COMODOTIES-OIL

 Last News /COMODOTIES-OIL

COMODOTIES-OIL

Investing.com - Crude oil prices rose in Asia on Friday as investors looked ahead to a meeting of OPEC and allied nations to review efforts to curb output and U.S. rig count later in the day as they digested an alarming report that North Korea could test a nuclear weapon over the Pacific Ocean.

On the New York Mercantile Exchange crude futures for November delivery rose 0.12% to $50.61 a barrel, while on London's Intercontinental Exchange, Brent edged down 0.14% to $56.40 a barrel.

North Korean Foreigh Minister Ri Yong Ho said on Friday he believes the North could consider a hydrogen bomb test on the Pacific Ocean of an unprecedented scale, South Korea's Yonhap news agency reported.

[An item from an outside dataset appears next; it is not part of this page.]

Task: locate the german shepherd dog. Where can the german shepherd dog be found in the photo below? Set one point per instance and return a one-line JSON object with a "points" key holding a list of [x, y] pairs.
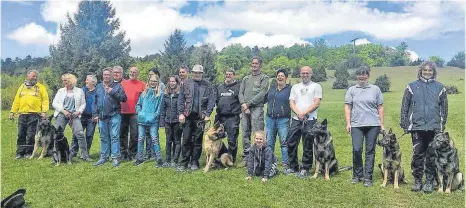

Ri was speaking to reporters in New York when he was asked what North Korean leader Kim Jong Un had meant when he threatened in an earlier statement the "highest level of hard-line countermeasure in history" against the United States.

Overnight, crude oil prices settled lower on Thursday as investors continued to weigh data showing a sharp rise in U.S. crude production and stockpiles ahead of an Opec meeting slated for Friday.

 

The rocky week for crude prices continued as concerns over an uptick weekly crude supplies and production weighed on sentiment amid growing investor optimism on a possible extension to the Opec-led agreement to cut oil output.

Members of the Organization of the Petroleum Exporting Countries and other major producers will meet Friday in Vienna to discuss the market impact of the production-cut agreement and progress toward rebalancing supply and demand.

In May, Opec and non-Opec members agreed to extend production cuts of 1.8m barrels per day for a period of nine months until March 2018 but rising production from the U.S., Nigeria and Libya has undermined the oil cartel’s efforts to curb excess supply.

Some analysts suggested, however, that the production-curb exemptions which have allowed Nigeria and Libya to ramp up production could be lifted to ease the glut in global crude supplies.

"Exempt members Libya and Nigeria may be brought into the fold of the production cut deal," said Jeffrey Halley, senior market analyst at futures brokerage OANDA.

The Energy Information Administration reported Wednesday that total U.S. crude production rose by 157,000 barrels a day to 9.510 million barrels while U.S. crude supplies rose by roughly 4.6m barrels for the week ended Sept. 15.